With respect to the four companies not among the top ten in 2005 but who were on that list for 2009—Amylin, Cubist, OSI, and Regeneron—their total revenues of $2.13 billion in 2009 were 325% greater than their combined revenues of $501 million in 2005. These four companies reported combined losses in 2005 and 2009, but the total loss of $98 million in 2009 was 80% lower than the corresponding loss of $491 million in 2005. Indeed, two of these four companies—Cubist and OSI—were profitable in 2009, whereas all four companies reported losses for 2005.
In addition, there were ten other U.S. public biopharmaceutical companies in 2005 that, through the end of 2009, had not been acquired and had each exceeded $100 million in revenues either in 2005 and/or in 2009—Alkermes, Emergent Biosolutions, Enzon, InterMune, Ligand, Myriad Genetics, PDL Biopharma, United Therapeutics, Vertex, and VibroPharma.
The total revenues of this next tier of companies in 2009 reached $2.26 billion, representing a 77% increase over their total revenues of $1.28 billion in 2005. Moreover, in 2009, the combined net income for these ten companies amounted to $308 million, in contrast to a combined net loss of $649 million in 2005.
Regarding turnover of U.S. biotech companies during the recession, the recession obviously had some impact, but in the context of historical statistics, as reported by Ernst & Young, the impact was not as dire as it first seemed. At the end of 2009, there were 313 U.S. public biotech companies, or 21% fewer than the 395 such companies existing at the close of 2007.
This two-year decrease represented the largest such decrease since 1994 or perhaps ever. However, during 2007, the number of U.S. public biotech companies increased 18%, from 336 at the end of 2006. This one-year increase represented the largest such increase since 1994, if not earlier.
Overall, there was a 7% decrease in the number of U.S. public biotech companies from 2006 to 2009. However, there was a 24% increase in the number of privately held U.S. biotech companies, from 1,116 at year-end 2006 to 1,386 at year-end 2009. As a result, the total number of U.S. biotech companies, both public and privately held, increased 17%, from 1,452 at year-end 2006 to 1,699 at year-end 2009.
There are other indications that the biotech industry has weathered the recent economic storm better than some pundits might have anticipated. According to the Biotechnology Industry Organization’s statistics regarding the U.S. public biotech sector, 29% of companies comprising this sector had less than one year’s worth of cash on their balance sheets at year-end 2007 vs. 45% at year-end 2008.

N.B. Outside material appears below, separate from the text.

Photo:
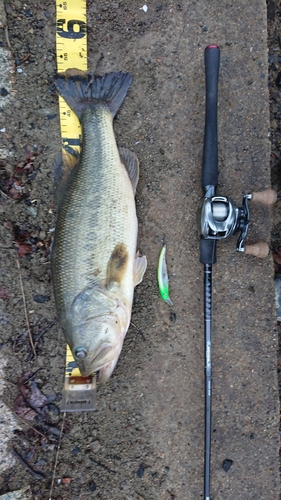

However, by the end of the second quarter of 2010, this percentage fell back to 25%. Moreover, whereas 28 companies had been acquired and 36 others had closed their doors during 2008, over the subsequent year and a half 34 were acquired and only 16 shut down. Finally, there was only one IPO during 2008 but three in 2009 and 10 more during the first half of 2010.
When one considers the vibrant pattern of financings, internal growth, acquisitions, and yes, closings in the biotech industry, it clearly fits Schumpeter’s model of creative destruction. At the end of the day, biotech is alive, well, and growing stronger.